I was able to install the Python 3 versions of all the packages using the python3-package method on a Raspberry Pi 3B with the latest version of the ‘legacy’ OS. As far as I know (and I have tried many things) this is the only approach to installing Python data science packages on Raspberry Pi that works.
As of today, these are the package versions this gave me:
python: 3.7.3
numpy: 1.16.2
scipy: 1.1.0
matplotlib: 3.0.2
pandas: 0.23.3
statsmodels: 0.8.0
sklearn: 0.20.2
Thanks very much.
Nice!
It will be most interesting to see how this board works when full 64 bit support is enabled.
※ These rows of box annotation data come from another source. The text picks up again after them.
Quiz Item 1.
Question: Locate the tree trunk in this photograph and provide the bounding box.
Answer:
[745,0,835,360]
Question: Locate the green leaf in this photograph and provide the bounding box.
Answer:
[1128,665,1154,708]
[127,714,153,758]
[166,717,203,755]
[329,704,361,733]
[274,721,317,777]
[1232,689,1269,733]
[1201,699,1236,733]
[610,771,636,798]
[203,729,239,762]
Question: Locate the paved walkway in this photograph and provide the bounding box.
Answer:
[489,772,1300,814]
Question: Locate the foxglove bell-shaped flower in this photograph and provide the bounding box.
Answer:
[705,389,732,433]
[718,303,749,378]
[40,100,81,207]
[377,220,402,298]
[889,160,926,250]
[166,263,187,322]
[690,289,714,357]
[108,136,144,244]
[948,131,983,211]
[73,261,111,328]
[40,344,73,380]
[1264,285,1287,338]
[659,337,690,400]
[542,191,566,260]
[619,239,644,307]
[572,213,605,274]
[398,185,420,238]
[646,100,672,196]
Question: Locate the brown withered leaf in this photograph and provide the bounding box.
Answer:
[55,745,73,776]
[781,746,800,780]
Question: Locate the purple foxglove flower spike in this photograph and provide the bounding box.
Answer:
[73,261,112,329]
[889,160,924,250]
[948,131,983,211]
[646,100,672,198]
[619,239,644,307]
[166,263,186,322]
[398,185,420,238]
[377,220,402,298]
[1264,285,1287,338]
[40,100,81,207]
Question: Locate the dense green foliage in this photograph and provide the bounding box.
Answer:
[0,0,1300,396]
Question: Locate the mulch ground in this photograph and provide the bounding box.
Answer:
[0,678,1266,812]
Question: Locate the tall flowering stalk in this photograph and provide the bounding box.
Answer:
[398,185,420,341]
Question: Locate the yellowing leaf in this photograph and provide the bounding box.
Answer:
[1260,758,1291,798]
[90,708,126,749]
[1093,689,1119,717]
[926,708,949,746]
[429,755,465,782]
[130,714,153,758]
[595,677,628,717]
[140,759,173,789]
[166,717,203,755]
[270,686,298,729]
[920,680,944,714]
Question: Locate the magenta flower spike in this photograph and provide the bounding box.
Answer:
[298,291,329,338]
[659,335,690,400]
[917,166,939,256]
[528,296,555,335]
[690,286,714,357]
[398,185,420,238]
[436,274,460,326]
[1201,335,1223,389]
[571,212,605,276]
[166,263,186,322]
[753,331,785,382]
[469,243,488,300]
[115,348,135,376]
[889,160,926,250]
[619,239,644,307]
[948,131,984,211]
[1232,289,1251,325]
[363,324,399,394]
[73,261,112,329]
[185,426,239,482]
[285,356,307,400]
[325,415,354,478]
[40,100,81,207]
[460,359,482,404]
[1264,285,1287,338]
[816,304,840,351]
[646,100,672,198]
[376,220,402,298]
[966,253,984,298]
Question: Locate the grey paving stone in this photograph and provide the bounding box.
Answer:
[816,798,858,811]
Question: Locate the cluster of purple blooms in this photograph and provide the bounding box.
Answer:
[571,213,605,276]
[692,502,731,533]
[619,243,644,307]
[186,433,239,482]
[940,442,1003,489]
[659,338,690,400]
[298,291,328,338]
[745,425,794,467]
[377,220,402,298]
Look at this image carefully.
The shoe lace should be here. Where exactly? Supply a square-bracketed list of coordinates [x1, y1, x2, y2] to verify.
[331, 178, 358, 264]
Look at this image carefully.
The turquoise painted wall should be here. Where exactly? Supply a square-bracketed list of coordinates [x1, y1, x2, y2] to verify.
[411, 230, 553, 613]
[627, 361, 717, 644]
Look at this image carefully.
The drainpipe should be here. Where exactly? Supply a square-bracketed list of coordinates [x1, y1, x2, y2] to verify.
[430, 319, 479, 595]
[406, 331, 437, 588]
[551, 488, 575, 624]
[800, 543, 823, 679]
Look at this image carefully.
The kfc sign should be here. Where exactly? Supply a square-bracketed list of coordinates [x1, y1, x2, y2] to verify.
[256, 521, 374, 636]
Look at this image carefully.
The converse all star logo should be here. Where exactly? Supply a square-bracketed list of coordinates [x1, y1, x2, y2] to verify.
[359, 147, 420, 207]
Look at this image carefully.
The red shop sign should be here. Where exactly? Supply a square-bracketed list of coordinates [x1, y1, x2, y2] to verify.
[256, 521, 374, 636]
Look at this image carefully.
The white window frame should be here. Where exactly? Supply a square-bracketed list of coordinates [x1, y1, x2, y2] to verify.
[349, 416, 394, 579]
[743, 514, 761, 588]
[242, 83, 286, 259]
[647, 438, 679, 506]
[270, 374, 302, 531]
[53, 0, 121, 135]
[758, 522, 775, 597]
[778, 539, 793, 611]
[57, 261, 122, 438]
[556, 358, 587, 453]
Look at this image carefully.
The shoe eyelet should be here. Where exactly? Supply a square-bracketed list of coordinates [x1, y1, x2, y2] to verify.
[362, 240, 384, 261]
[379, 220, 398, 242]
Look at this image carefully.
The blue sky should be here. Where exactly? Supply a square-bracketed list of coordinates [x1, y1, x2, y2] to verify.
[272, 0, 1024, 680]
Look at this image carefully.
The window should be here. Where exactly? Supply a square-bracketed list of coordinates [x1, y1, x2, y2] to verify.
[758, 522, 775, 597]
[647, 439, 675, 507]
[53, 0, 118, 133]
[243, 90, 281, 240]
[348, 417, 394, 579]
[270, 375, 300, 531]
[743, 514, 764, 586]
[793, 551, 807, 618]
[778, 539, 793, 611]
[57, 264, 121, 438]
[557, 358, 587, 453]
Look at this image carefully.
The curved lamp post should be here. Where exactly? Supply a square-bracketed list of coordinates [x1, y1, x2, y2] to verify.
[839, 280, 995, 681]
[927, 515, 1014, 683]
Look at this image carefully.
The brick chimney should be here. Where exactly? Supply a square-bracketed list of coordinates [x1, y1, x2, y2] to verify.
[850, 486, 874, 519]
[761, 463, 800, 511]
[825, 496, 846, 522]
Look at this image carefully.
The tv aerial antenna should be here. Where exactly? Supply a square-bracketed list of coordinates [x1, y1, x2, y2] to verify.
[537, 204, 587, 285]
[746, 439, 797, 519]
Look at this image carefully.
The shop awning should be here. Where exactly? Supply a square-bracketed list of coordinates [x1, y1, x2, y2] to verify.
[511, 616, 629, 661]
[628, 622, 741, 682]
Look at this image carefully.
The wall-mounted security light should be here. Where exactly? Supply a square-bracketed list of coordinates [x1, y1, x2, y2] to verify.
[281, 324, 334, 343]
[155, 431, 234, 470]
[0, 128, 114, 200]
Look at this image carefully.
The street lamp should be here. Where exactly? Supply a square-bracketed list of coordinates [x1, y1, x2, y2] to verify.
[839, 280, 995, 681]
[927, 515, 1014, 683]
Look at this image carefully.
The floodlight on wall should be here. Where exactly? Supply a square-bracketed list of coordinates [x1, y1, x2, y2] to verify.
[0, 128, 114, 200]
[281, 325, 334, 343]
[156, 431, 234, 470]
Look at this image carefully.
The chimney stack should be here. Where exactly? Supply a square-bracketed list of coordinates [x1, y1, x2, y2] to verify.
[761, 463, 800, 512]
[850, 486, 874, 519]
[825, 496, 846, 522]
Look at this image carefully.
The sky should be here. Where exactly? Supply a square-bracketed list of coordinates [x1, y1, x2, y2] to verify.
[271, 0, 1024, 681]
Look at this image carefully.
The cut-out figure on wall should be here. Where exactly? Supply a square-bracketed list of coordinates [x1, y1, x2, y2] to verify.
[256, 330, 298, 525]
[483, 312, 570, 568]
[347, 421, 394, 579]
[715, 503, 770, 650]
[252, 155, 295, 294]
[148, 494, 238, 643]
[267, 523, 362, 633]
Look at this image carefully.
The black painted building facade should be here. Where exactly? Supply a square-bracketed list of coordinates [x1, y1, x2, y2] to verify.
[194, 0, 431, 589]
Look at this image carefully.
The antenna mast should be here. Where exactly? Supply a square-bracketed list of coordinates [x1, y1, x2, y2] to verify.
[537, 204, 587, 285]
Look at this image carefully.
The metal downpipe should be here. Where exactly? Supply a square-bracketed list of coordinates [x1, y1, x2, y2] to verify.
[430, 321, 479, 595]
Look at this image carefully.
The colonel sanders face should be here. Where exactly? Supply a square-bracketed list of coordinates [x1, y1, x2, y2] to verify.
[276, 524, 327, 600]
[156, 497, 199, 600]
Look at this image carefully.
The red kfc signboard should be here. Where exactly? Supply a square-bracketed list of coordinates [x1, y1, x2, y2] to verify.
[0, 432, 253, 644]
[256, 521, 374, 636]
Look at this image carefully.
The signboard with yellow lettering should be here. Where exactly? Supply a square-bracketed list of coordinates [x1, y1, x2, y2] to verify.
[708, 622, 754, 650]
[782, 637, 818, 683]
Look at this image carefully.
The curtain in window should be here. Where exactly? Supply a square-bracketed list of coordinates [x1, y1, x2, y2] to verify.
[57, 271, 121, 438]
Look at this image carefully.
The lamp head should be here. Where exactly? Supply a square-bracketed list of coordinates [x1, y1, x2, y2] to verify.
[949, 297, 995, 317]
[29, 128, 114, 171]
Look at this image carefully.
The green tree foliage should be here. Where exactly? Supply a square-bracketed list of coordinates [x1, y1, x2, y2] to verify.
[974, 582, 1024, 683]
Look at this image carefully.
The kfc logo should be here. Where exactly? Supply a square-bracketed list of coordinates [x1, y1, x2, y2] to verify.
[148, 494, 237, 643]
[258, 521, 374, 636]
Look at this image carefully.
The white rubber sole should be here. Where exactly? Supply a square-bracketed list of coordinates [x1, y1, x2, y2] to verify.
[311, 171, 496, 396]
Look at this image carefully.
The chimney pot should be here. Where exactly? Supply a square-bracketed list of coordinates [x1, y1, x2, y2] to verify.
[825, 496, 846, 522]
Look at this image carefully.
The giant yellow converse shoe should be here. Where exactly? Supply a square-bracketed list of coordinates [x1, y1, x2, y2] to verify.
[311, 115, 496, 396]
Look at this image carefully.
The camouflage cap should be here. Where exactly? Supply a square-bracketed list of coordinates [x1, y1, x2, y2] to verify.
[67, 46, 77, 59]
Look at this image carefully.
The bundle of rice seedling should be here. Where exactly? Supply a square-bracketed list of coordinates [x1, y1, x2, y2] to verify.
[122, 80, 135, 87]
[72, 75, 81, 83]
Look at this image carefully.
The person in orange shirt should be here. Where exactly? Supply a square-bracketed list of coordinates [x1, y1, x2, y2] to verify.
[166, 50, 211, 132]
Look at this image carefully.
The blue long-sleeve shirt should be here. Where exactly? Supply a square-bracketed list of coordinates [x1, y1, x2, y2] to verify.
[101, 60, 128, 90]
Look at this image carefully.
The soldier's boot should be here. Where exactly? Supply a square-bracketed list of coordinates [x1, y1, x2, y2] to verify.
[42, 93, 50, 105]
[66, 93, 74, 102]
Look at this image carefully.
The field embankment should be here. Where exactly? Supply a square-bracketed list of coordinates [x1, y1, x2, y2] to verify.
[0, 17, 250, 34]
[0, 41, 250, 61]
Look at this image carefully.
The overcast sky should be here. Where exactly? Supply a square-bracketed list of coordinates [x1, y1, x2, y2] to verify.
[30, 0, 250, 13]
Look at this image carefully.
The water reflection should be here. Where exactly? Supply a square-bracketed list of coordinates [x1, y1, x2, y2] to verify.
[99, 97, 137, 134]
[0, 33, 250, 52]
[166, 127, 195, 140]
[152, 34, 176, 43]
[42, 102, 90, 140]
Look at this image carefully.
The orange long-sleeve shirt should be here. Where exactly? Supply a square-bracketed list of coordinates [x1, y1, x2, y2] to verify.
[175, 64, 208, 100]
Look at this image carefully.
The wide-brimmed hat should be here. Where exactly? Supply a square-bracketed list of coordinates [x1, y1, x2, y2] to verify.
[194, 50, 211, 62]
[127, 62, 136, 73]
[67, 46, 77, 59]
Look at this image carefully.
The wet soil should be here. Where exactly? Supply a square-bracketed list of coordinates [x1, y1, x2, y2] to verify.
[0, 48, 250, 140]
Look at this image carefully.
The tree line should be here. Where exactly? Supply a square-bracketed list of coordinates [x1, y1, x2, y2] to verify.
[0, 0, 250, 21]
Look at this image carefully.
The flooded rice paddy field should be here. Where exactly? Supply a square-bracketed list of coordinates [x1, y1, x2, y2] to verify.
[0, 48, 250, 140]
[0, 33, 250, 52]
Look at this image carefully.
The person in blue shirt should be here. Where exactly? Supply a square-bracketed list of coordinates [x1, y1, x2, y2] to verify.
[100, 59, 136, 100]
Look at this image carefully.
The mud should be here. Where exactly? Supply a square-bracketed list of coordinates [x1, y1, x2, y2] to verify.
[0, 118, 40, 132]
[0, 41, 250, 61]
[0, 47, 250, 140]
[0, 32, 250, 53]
There is enough additional hardware that I’m hoping things would run a bit faster.
I think Continuum Analytics support the raspberry pi hardware (https://www.continuum.io/content/conda-support-raspberry-pi-2-and-power8-le). Just go to https://www.continuum.io/downloads#_unix and give it a try
Unfortunately, only a small handful of packages are available through Anaconda/Miniconda on Raspberry Pi, and those built for the new ARM hardware in the Pi 3 are even more limited as of now.
[…] Scientific Python for Raspberry Pi — розгортання середовища для наукових розробок на Raspberry Pi 3. […]
[…] Setting up a Scientific Python stack (numpy, scipy, pandas and co) on Raspberry Pi. […]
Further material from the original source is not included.